The Vatican described the meeting as cordial, adding that it had focused on the need for all Christian communities “to promote forms of collaboration and shared witness”.

The Vatican acknowledged that discussions had also focused on recent events affecting relations between the two churches, but underlined the “shared will to continue and consolidate the ecumenical relationship between Catholics and Anglicans”. Dr Williams and the Holy See said the Anglican-Roman Catholic International Commission (Arcic) entrusted with preparing a third phase of dialogue between the two churches meets in Rome this week.

Saturday’s meeting came just two days after Dr Williams had appeared to throw down a challenge to the Catholic Church during a speech in Rome’s Pontifical Gregorian University.
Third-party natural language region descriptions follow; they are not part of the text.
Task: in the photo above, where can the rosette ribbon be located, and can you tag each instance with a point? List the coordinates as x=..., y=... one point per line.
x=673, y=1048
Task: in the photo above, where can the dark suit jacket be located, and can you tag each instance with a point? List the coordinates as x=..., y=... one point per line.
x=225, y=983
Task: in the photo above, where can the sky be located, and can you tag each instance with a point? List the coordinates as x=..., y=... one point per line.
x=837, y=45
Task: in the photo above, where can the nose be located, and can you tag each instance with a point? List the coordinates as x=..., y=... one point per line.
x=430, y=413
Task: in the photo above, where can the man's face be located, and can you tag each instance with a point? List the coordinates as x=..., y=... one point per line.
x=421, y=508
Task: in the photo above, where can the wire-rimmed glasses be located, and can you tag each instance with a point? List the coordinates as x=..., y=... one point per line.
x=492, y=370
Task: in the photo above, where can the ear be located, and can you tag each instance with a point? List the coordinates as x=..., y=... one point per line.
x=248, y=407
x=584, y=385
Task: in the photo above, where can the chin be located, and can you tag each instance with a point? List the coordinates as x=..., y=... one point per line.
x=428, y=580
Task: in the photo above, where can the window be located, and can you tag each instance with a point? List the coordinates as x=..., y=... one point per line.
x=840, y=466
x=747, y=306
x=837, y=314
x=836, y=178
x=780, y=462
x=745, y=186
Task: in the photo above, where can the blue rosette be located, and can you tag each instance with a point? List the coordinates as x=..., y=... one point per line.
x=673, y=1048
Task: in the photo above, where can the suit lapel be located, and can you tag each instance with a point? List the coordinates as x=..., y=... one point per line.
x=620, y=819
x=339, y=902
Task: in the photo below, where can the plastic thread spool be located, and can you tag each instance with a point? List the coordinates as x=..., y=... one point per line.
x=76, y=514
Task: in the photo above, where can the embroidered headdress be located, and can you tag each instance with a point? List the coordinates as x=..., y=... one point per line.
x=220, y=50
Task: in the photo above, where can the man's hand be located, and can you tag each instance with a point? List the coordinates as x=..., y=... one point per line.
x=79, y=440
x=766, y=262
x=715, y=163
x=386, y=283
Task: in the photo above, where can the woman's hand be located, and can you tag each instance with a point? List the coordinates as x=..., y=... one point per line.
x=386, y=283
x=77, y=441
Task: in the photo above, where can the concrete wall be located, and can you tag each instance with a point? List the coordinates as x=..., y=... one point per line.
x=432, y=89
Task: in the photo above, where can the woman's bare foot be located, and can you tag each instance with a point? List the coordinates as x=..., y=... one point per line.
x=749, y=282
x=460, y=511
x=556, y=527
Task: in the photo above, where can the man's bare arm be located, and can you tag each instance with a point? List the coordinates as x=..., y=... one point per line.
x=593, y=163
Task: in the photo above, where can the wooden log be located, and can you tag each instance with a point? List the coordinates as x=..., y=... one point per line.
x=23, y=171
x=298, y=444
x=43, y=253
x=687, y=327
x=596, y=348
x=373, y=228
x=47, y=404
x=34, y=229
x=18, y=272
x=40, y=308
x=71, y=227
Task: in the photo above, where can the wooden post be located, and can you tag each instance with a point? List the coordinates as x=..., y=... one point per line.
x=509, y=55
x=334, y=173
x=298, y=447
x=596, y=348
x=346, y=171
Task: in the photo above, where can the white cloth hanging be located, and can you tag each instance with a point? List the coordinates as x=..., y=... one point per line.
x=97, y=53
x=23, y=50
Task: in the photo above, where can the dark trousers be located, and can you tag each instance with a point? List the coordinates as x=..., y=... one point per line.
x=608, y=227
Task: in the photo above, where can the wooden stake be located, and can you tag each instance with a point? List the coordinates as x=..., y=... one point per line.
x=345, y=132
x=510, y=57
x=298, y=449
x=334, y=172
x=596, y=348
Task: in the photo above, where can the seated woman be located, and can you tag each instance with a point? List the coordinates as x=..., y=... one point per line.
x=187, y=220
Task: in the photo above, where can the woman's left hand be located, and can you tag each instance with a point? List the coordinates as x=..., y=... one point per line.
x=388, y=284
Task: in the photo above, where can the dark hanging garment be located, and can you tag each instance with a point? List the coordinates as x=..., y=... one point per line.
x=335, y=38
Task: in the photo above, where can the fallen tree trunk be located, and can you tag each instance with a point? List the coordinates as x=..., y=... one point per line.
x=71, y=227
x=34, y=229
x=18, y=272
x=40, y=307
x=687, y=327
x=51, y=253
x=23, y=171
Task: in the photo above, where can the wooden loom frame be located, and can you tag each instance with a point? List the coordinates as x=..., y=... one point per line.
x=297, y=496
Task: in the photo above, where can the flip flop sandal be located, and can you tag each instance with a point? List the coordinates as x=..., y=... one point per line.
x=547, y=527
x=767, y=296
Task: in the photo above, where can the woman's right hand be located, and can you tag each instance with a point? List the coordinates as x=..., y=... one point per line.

Calling the glass of ecumenical dialogue “genuinely half-full”, Dr Williams said those issues which separate Anglicans and Catholics may not be as “fundamentally church-dividing as our Roman Catholic friends generally assume”.

Dr Williams did, however, strongly defend one of the major points of division, namely the ordination of Anglican women priests, saying that for many Anglicans not to ordain women has an “unwelcome implication” about the difference between baptised men and women.

He suggested that the Catholic Church might learn much from the way the Anglican Communion dealt with internal arguments.